To make the comparison between matrices, we must remember that each row represents a segment of the audio signal in terms of the MFCC coefficients. Therefore, to compare each row of the new matrix with the rows of the pattern matrix will be the same as comparing each segment of the new recording with the segments of the pattern recordings. However, there is no guarantee that the two recordings will match in terms of time of pronunciation, leading to compare different audible segments of the same word. In order to solve this problem, an individual error is calculated, represented by a Euclidean distance, between one row of the new matrix and each one of the rows of the pattern matrix. Later the least of these individual errors is taken and this value is assigned as the contribution of the row being analyzed to the total error. This process is repeated for each of the rows of the new matrix. At the end, there will be as many total errors as classes are taken and by identifying the least of them, it will be possible to know which command was pronounced in the entered recording. Although this process may seem complex, the operations are performed through algebraic arrangements rather than iterations, which reduce greatly the computational cost.
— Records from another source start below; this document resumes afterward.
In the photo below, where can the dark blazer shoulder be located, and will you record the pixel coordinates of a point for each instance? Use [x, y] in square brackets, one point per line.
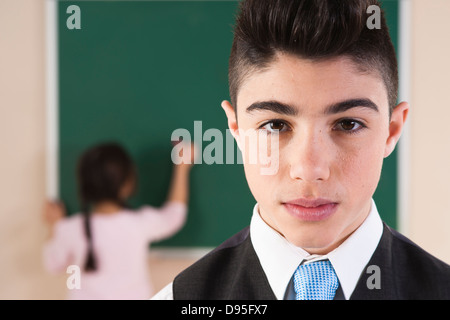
[425, 275]
[230, 272]
[407, 271]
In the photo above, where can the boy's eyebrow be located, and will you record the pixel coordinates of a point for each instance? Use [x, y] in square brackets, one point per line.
[351, 103]
[334, 108]
[273, 106]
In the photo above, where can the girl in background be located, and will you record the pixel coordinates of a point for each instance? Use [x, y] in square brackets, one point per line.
[108, 241]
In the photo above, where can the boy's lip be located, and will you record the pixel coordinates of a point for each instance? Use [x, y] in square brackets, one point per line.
[309, 203]
[311, 209]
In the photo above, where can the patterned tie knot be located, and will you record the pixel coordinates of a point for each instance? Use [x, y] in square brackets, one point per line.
[315, 281]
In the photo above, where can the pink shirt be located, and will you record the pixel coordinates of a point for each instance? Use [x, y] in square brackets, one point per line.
[121, 244]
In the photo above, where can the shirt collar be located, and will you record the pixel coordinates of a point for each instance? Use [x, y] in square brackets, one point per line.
[280, 258]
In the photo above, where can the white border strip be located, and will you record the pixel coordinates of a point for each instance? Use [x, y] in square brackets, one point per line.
[52, 97]
[404, 153]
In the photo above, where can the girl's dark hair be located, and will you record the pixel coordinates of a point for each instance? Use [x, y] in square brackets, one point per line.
[310, 29]
[102, 172]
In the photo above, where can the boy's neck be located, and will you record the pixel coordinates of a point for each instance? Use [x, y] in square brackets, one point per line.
[107, 207]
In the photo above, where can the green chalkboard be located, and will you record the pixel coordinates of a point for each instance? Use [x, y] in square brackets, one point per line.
[138, 70]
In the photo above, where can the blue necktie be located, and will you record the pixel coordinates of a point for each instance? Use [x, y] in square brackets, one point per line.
[315, 281]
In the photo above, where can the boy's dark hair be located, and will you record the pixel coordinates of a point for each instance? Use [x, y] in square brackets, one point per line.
[311, 29]
[102, 172]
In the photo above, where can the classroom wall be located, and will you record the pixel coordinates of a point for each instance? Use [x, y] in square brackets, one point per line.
[22, 132]
[429, 221]
[22, 141]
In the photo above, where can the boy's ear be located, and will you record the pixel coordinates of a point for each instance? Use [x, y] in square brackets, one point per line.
[398, 119]
[232, 120]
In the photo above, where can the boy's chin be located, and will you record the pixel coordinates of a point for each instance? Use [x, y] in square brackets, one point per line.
[314, 244]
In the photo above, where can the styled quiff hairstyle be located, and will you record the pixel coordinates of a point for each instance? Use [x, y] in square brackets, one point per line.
[310, 29]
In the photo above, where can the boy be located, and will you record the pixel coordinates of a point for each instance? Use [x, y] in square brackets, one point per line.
[313, 74]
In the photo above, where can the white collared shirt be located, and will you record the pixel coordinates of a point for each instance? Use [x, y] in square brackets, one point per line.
[279, 258]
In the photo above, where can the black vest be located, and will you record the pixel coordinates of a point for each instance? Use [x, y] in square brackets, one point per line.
[233, 272]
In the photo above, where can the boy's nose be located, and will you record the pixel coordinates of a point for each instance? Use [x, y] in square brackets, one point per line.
[309, 157]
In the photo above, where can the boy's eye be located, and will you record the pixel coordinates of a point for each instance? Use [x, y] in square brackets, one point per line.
[274, 126]
[349, 125]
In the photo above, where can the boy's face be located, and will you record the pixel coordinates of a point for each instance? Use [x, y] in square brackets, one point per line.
[334, 131]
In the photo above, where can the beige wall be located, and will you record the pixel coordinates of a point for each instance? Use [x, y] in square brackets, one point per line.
[430, 129]
[22, 141]
[22, 127]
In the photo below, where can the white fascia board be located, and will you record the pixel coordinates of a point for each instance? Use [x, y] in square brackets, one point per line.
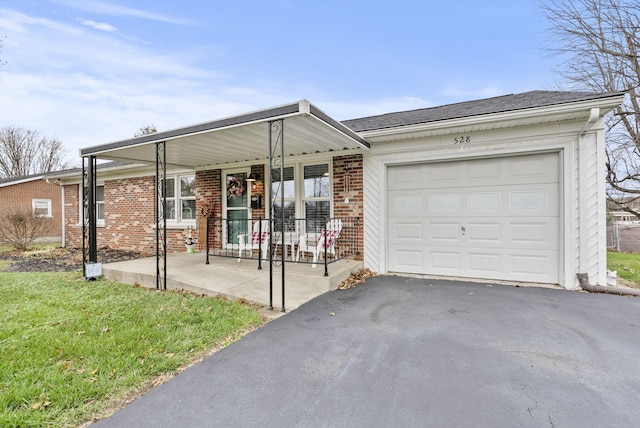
[22, 180]
[605, 105]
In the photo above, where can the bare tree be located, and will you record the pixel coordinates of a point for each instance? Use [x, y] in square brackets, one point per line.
[600, 40]
[25, 152]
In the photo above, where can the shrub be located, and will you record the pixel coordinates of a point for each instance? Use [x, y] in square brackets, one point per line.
[20, 227]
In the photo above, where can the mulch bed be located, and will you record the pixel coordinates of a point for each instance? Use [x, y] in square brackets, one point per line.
[60, 259]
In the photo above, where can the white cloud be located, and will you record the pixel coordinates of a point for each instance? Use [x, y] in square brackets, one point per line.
[104, 8]
[97, 25]
[484, 90]
[364, 108]
[17, 22]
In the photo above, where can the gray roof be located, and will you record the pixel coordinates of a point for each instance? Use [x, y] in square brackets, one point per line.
[499, 104]
[22, 178]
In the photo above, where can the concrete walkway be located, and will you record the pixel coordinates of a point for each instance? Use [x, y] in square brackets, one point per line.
[233, 279]
[400, 352]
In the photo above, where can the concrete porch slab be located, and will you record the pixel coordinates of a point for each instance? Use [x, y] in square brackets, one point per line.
[236, 280]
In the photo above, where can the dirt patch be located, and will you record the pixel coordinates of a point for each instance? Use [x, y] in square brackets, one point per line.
[60, 259]
[356, 278]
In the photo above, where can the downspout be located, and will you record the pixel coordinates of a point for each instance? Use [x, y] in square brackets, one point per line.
[583, 279]
[62, 210]
[583, 225]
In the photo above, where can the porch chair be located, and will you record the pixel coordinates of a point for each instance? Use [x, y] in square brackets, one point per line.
[331, 232]
[257, 240]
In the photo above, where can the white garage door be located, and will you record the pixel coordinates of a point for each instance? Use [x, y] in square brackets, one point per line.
[487, 218]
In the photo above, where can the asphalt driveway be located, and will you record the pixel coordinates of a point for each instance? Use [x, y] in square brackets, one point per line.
[414, 352]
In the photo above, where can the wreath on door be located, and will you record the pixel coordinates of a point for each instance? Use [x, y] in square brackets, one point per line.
[235, 187]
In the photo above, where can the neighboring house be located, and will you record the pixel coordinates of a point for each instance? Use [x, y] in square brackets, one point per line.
[36, 194]
[506, 188]
[619, 216]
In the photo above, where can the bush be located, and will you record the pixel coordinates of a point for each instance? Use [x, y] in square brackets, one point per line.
[20, 227]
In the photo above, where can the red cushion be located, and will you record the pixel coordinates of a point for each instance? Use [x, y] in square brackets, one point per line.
[330, 238]
[255, 237]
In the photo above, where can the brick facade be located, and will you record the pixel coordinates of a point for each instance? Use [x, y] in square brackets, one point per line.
[130, 217]
[21, 194]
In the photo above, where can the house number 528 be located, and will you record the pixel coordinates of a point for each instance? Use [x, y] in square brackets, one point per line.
[462, 139]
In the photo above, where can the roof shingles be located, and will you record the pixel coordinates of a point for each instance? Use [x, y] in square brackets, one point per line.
[499, 104]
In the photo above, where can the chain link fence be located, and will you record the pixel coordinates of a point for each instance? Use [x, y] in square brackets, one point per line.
[624, 238]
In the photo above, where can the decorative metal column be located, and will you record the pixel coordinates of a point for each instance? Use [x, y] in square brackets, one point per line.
[276, 163]
[161, 221]
[89, 227]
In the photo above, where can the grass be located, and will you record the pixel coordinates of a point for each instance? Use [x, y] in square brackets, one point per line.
[70, 348]
[627, 265]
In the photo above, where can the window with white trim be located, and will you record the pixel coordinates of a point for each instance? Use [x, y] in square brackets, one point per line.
[99, 200]
[316, 196]
[307, 195]
[181, 198]
[41, 207]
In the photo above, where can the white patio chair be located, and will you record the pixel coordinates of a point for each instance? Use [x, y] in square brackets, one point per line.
[257, 240]
[328, 235]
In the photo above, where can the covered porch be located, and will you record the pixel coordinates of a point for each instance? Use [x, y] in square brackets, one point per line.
[235, 280]
[282, 148]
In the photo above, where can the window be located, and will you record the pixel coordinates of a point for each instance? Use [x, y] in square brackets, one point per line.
[41, 207]
[99, 196]
[317, 202]
[288, 190]
[100, 202]
[181, 198]
[310, 199]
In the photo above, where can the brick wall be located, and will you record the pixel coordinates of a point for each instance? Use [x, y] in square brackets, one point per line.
[130, 216]
[20, 195]
[348, 181]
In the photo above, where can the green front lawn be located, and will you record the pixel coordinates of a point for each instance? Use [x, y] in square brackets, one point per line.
[626, 264]
[69, 349]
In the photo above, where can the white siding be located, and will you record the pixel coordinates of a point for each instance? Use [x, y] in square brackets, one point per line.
[561, 138]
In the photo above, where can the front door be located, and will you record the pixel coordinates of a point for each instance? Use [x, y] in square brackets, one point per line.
[237, 211]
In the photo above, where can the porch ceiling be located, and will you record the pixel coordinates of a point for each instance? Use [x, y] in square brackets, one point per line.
[238, 138]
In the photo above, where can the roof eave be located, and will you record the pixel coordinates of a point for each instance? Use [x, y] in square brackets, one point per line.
[605, 104]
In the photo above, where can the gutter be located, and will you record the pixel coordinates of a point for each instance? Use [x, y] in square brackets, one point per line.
[583, 279]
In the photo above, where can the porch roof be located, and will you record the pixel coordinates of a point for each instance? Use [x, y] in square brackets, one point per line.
[237, 138]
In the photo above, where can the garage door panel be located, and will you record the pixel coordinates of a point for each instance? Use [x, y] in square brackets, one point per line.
[408, 260]
[484, 233]
[444, 231]
[411, 231]
[488, 218]
[484, 262]
[445, 260]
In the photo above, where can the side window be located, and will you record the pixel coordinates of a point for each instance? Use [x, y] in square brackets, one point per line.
[41, 207]
[288, 189]
[188, 197]
[317, 196]
[181, 198]
[99, 202]
[170, 197]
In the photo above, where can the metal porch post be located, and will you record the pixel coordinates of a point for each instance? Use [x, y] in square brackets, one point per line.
[89, 227]
[276, 127]
[161, 221]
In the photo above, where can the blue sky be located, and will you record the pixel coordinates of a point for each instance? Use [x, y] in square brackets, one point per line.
[91, 71]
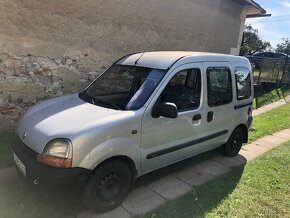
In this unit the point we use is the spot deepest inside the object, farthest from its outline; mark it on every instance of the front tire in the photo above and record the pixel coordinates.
(108, 186)
(234, 143)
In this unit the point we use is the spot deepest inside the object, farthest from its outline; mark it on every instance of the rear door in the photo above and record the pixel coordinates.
(219, 106)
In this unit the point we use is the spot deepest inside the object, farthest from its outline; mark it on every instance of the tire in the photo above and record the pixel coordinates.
(234, 143)
(108, 186)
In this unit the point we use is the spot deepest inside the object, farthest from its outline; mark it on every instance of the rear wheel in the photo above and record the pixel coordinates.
(234, 143)
(108, 186)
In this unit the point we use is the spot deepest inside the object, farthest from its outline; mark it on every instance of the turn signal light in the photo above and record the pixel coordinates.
(55, 161)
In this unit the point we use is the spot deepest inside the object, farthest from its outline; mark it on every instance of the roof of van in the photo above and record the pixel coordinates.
(165, 59)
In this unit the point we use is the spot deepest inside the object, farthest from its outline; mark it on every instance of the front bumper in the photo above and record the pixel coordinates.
(72, 179)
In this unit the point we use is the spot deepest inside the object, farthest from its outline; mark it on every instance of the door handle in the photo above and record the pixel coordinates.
(196, 117)
(209, 116)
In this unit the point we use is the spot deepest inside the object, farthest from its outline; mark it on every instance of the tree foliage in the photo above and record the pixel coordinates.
(251, 42)
(284, 46)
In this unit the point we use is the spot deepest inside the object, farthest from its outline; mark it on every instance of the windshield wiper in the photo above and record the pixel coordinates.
(96, 100)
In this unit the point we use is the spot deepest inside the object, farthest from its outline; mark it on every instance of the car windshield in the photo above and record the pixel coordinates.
(123, 87)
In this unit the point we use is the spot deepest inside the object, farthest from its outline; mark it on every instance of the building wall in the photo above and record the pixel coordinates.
(53, 47)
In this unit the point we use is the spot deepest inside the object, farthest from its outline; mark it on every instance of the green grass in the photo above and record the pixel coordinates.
(270, 122)
(18, 199)
(272, 96)
(6, 139)
(261, 189)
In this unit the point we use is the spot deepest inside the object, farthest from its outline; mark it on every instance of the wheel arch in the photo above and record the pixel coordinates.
(244, 128)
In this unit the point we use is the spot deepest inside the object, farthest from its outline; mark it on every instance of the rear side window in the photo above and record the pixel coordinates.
(219, 86)
(243, 83)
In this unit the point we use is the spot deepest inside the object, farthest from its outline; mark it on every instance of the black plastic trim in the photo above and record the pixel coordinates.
(185, 145)
(243, 105)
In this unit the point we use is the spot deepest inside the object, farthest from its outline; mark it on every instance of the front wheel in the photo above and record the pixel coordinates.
(234, 143)
(108, 186)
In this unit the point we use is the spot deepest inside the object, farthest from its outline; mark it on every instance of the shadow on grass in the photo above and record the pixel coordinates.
(21, 199)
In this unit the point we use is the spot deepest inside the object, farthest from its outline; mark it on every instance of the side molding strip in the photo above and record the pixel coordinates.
(243, 105)
(185, 145)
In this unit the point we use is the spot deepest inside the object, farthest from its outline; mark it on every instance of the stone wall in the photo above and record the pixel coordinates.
(53, 47)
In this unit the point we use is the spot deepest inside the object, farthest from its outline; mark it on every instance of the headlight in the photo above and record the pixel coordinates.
(57, 153)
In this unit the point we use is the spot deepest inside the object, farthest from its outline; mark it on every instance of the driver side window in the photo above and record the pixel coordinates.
(184, 90)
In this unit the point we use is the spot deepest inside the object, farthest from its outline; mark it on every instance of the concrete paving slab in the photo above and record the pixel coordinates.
(285, 131)
(118, 212)
(142, 200)
(256, 149)
(231, 161)
(7, 174)
(212, 167)
(282, 135)
(265, 143)
(275, 139)
(193, 176)
(170, 187)
(248, 154)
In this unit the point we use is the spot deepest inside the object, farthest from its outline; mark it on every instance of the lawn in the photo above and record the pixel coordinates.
(18, 199)
(5, 153)
(272, 96)
(270, 122)
(261, 189)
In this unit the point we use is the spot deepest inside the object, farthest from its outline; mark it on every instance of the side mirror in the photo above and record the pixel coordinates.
(166, 109)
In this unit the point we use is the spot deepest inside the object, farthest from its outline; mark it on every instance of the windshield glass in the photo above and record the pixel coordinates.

Finally, it has been established that the selected value as the minimum of the total error must be under a certain threshold; otherwise the user is requested to repeat the command more clearly in order to have an adequate level of reliability.

4 Experiments and Results

In order to test the performance of the implemented model, a test, which counted with the participation of 30 users, was designed. Since it was desired that the voices considered during the test were as dissimilar as possible, the participants were men and women of various ages. The experiment, which was developed within moderate noise environments (study rooms, bedrooms, etc.), was divided into two parts: the first was the creation of a database with the voice of the participants and the second was the validation of the system.

The database was created trying that the recorded word was spoken out clearly and naturally. After performing this process, the participants were asked to repeat four times each of the following words in Spanish: open, back, enter, right, left, save, home, help, view, and internet; that is, for this stage 40 recordings were obtained for each user. In each attempt it was checked if the system was able to recognize the word or not. The detailed results of these tests can be seen in Table 1.

Table 1. Results of the test

5 Conclusions

An ASR system has been proposed as a tool to complement the development of educational platforms, in order to make these affordable, among others, for people with visual disabilities. Although levels of recognition accuracy achieved are promising, the system does not reach levels as high as other commercial systems. However, the proposed model has a low computational cost, can be easily coupled with other platforms, allows the developer to make changes through a simple process and can be adapted to the particular needs of any user, allows for including new words in its database with a single recording.

As future work, the authors plan to consider other characterization methods such as autoregressive coefficients or strategies of classification as the Hidden Markov Models (HMM), in order to achieve continuous speech recognition, making even easier the interaction with applications. In addition, it is desirable to improve the preprocessing stage through the implementation of more efficient filters, this way achieving greater robustness in the system, eliminating the problems caused by differences in tone, pronunciation or noise. Finally, it is important to achieve the generalization of the system, in a way that it can be able to recognize any user without the need for prior registration of his voice.